Secondly, these sorts of spaces impose a collective rhythm on the struggle, a rhythm which everyone feels alienated from in the end. It is a rhythm of action after action without deepening, because deepening is not possible when discussion is limited to collective moments. And so, at the end, one doesn't know what one is doing anymore, except reproducing the same thing. When, in such a space, proposals are charged with an exaggerated weight, because no one wants to be dragged into an initiative that seems over their heads. What is known is milked dry until it becomes routine, what is unknown provokes adverse reaction.
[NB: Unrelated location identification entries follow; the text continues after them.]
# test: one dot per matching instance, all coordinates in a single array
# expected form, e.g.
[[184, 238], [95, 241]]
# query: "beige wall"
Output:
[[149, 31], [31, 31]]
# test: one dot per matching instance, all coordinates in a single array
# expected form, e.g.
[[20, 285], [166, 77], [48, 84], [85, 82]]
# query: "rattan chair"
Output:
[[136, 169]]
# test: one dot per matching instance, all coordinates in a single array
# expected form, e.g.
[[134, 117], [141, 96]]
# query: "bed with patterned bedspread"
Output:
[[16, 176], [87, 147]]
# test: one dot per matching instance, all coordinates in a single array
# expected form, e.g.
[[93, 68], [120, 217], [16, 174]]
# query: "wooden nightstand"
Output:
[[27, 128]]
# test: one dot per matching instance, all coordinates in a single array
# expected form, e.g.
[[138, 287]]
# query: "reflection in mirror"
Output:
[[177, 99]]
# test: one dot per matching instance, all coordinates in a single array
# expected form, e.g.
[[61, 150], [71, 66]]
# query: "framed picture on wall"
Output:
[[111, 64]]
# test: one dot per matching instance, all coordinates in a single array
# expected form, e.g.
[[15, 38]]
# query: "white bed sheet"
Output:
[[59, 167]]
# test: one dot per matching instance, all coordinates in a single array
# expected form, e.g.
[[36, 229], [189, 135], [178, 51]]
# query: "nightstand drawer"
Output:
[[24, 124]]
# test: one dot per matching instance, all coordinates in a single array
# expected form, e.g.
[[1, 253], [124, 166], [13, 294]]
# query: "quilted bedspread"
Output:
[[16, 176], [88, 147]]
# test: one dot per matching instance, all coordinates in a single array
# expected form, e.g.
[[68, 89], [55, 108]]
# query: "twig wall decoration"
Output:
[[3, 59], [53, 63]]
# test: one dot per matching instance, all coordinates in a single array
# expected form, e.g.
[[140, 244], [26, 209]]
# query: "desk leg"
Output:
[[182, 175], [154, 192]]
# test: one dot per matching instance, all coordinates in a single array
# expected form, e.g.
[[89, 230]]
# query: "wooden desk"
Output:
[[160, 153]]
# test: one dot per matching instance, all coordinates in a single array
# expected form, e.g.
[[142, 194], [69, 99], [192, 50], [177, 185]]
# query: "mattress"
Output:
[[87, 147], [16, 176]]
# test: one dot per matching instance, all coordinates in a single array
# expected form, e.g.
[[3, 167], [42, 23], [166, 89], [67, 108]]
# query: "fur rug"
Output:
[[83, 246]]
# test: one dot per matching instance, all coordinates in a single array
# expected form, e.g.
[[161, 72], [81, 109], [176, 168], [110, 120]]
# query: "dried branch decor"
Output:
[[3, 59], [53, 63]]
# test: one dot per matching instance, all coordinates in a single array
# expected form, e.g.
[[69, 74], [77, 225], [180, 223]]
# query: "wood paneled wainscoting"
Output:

We'll say it again-- this is the consequence of a lack of autonomy, permanent discussion and thought about what one wants **outside of** the collective moments.

Thirdly, those who are accustomed to making proposals will feel exhausted after a while, because thinking about proposals each time and taking effort to realize them takes more energy than simply participating in an action. In every relation, the lack of mutuality eventually becomes a burden, until one decides to break with it. On the other hand, the ones that the proposals are coming to will feel passive, ever more unsure about what they actually want, in contrast with those who always seem to have a clear idea of what they want. This role begins to gnaw at us, until one has had enough of it and takes a step back from everything. An organizational model which is unbalanced can keep burning on enthusiasm for a while, but when the enthusiasm disappears one is left with sour feelings.

And so? Every struggle is in need of spaces that can help shape it. Spaces in which there is discussion or in which one can coordinate for specific goals (for example the organization of a demonstration). However, when there is only one space, and this space becomes the reference point, it will inevitably become a burden to the struggle and will suffocate people's autonomous courses, rather than giving them oxygen.